Capture RTSP stream from IP Camera and store

Solution 1:

IP cameras are of varying quality, some behaving erratically in my experience. Dealing with their RTSP streams requires a dose of fault-tolerance.

The Live555 project provides a relatively fault-tolerant RTSP client implementation, openRTSP, for pulling RTSP audio/video streams via CLI: http://www.live555.com/openRTSP/

For example, to save a camera's RTSP audio/video to files in QuickTime format (AVI and MP4 also available), one file every 15 minutes:

$ openRTSP -D 1 -c -B 10000000 -b 10000000 -q -Q -F cam_eight -d 28800 -P 900 -t -u admin 123456 rtsp://192.168.1.108:554/11

These options mean:

-D 1 # Quit if no packets for 1 second or more
-c   # Continuously record, after completion of -d timeframe
-B 10000000 # Input buffer of 10 MB
-b 10000000 # Output buffer 10MB (to file)
-q   # Produce files in QuickTime format
-Q   # Display QOS statistics 
-F cam_eight  # Prefix output filenames with this text
-d 28800      # Run openRTSP this many seconds
-P 900        # Start a new output file every -P seconds
-t            # Request camera end stream over TCP, not UDP
-u admin 123456  # Username and password expected by camera
rtsp://192.168.1.108:554/11  # Camera's RTSP URL

Removing the -t option causes openRTSP to default to UDP instead, which can reduce network traffic a bit. You will need to play with the options in order to find the combination which suits you.
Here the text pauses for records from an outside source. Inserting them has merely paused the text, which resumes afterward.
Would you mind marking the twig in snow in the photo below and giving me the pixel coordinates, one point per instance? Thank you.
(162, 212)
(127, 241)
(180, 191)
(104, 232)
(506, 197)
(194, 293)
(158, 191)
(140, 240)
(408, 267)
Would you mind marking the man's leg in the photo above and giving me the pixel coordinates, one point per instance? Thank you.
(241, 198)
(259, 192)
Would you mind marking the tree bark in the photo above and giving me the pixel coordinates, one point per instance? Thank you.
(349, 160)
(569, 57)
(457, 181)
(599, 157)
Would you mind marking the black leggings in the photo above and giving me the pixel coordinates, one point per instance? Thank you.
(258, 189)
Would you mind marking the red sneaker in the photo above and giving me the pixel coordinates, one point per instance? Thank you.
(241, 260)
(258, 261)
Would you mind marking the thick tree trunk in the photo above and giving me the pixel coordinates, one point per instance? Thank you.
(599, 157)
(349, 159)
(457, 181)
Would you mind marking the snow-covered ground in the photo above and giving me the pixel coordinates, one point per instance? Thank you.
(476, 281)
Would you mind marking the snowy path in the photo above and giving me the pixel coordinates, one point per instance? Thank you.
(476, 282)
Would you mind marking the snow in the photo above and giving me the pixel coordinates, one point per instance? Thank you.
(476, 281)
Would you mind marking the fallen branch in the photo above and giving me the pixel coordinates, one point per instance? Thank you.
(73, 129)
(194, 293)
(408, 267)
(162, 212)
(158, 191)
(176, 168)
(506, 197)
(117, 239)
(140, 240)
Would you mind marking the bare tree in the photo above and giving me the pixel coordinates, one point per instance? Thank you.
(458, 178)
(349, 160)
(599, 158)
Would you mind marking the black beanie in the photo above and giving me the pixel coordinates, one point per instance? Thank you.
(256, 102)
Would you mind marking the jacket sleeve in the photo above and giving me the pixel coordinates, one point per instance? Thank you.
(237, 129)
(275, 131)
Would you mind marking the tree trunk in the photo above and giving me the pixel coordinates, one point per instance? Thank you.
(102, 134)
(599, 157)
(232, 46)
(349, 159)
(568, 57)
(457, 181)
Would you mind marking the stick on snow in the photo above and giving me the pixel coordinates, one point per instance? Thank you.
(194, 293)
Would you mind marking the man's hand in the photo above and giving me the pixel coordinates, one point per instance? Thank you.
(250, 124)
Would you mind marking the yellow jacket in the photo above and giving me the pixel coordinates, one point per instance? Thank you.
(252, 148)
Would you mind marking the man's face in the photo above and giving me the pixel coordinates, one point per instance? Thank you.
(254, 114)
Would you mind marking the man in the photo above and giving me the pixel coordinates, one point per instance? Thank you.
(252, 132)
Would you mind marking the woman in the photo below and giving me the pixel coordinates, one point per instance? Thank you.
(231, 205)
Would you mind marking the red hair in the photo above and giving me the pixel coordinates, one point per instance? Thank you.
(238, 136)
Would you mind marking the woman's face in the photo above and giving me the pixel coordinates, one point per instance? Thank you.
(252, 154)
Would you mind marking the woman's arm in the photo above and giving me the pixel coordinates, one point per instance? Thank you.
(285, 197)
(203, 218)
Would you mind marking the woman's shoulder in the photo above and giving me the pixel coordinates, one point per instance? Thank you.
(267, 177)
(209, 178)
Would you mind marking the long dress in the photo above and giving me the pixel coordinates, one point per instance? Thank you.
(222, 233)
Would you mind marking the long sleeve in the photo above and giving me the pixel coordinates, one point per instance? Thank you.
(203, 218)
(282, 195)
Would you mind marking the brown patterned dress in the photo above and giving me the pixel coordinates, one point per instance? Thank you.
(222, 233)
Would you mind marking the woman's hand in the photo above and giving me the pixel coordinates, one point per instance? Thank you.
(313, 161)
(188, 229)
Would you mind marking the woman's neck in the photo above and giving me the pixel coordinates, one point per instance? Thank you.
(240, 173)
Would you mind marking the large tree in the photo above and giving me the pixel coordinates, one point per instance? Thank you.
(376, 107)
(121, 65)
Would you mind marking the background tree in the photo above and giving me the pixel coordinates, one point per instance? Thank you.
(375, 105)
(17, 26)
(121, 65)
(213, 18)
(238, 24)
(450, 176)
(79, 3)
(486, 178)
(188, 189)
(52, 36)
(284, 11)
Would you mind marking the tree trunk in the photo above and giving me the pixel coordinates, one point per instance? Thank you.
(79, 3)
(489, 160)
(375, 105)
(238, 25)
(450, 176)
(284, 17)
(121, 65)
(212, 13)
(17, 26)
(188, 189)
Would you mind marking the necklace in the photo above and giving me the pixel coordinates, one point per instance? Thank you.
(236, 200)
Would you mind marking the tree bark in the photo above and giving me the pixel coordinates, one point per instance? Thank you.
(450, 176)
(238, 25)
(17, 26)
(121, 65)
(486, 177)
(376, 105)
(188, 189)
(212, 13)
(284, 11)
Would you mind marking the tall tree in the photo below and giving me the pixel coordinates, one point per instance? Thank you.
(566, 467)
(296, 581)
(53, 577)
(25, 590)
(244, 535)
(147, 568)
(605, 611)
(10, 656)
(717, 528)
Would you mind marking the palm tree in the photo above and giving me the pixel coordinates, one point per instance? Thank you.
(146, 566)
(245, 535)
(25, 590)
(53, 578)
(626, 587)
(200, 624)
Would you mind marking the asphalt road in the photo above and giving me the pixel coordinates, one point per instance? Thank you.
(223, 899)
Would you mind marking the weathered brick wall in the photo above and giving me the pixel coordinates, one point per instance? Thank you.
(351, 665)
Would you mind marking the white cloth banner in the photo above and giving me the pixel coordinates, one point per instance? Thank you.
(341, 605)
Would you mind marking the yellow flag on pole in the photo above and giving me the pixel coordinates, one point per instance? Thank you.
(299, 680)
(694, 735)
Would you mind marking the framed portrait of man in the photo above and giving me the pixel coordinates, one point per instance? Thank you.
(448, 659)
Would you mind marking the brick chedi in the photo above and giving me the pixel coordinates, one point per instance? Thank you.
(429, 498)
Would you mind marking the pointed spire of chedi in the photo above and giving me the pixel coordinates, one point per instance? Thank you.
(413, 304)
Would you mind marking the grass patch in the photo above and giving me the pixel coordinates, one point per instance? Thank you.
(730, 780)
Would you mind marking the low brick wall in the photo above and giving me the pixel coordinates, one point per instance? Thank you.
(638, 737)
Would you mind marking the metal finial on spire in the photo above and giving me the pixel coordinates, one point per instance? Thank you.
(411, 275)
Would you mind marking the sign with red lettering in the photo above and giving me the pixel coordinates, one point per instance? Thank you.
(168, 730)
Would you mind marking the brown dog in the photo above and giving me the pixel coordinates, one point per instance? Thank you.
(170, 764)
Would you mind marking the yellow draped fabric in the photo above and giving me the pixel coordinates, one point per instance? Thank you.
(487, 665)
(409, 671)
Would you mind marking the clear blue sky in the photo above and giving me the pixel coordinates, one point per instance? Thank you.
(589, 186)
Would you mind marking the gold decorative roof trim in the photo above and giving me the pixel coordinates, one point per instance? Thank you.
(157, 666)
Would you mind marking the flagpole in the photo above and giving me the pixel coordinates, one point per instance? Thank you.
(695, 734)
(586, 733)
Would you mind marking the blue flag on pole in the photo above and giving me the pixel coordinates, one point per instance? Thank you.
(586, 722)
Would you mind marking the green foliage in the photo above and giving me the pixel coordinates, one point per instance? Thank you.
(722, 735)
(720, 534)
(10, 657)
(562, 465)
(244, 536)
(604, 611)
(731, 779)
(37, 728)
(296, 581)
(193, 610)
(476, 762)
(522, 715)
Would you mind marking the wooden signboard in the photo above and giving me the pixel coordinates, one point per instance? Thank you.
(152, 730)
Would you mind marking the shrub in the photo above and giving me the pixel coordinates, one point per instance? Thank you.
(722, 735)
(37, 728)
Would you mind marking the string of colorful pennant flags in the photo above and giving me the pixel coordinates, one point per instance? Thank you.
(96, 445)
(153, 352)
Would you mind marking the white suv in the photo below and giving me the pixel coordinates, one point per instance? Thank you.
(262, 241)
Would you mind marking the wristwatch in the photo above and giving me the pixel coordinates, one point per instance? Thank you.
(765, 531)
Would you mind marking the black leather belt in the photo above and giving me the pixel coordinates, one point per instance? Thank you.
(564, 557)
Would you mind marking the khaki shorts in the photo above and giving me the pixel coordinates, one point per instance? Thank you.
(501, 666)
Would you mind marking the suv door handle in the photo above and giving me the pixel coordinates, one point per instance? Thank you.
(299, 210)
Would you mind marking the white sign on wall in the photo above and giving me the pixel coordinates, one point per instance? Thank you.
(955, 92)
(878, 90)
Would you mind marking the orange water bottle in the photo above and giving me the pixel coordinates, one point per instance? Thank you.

Frankly, the cameras themselves are sometimes unreliable, or just implemented differently -like closing the socket unexpectedly is not all that unusual.

Sometimes the openRTSP client does not catch these glitches. So I've opted to code a controller in Python using the 'subprocesses' module to invoke and monitor the stdout of each openRTSP client instance, and also check that the files are continuing to grow in size.

This appears to be a byproduct of the low-end of the CCTV industry playing fast and loose with standards, RTSP and ONVIF being the two most frequently abused.

Fortunately, you can usually work around these problems. Unless your IP cameras and controller are all designed to play nicely together, only use ONVIF for once-only discovery and settings management.

I use openRTSP on a few Raspberry Pi B+ running Raspbian. Each 1280x1024 stream occupies around 8-10% of the CPU's time, and I've successfully run up to eight cameras per RPi, writing the files to NAS storage. Another RPi processes completed files with ffmpeg, searching for motion and produce index PNGs of those frames, to assist with spotting break-ins.

There is an open-source effort called ZoneMinder which does this latter part, but I was unable to get it working with my cameras. ONVIF support is new and nascent in ZM, and it doesn't seem to contend well with the spotty RTSP streams produced by my menagerie of under-$100 IP cameras.

Solution 2:

If I follow your question correctly, why don't you try the following command on a Linux system (RPi):

ffmpeg -i rtsp://192.168.0.21:554/mpeg4 -vcodec copy -acodec copy -map 0 -f segment -segment_time 300 -segment_format mp4 "ffmpeg_capture-%03d.mp4"

This should save the video in chunks of 300 seconds. (Note that the clip length will depend on your input and output frame rates)

Solution 3:

I just thought I'd add my two cents and complement BjornR's answer.

Instead of running a cron job to periodically kill the VLC process, one could tell VLC to run for a specified amount of time and close afterwards.

This is the command that I run on my box:

/usr/bin/vlc -vvv rtsp://192.168.1.128:1554/11 --sout=file/ts:/media/path/to/save/location/recording-$(date +"%Y%m%d%H%M%S").ts -I dummy --stop-time=480 vlc://quit

This runs VLC for the specified amount of time and later exits. The vlc://quit parameter is required since VLC would stop recording and stay open. This command needs to be placed inside a loop.

The only problem I've found so far is that it might miss a few seconds every time a new recording starts.

Solution 4:

VLC looks like an ideal candidate to process your stream. Basic methods to capture a stream are described on the Videolan website. I sucessfully recorded the output of my D-Link DCS-5222 network camera using the following command:

vlc rtsp://user:password@ip/play1.sdp --sout=file/ogg:mystream.ogv

In your case, this might work to save the output locally:

vlc rtsp://192.168.0.21:554/mpeg4 --sout=file/ts:mystream.mpg

I'd suggest to run a script that ends this vlc process and launch a new instance every 30 minutes as i'm not sure VLC is able to do this.

As for storing on a NAS, just mount it to your local file system.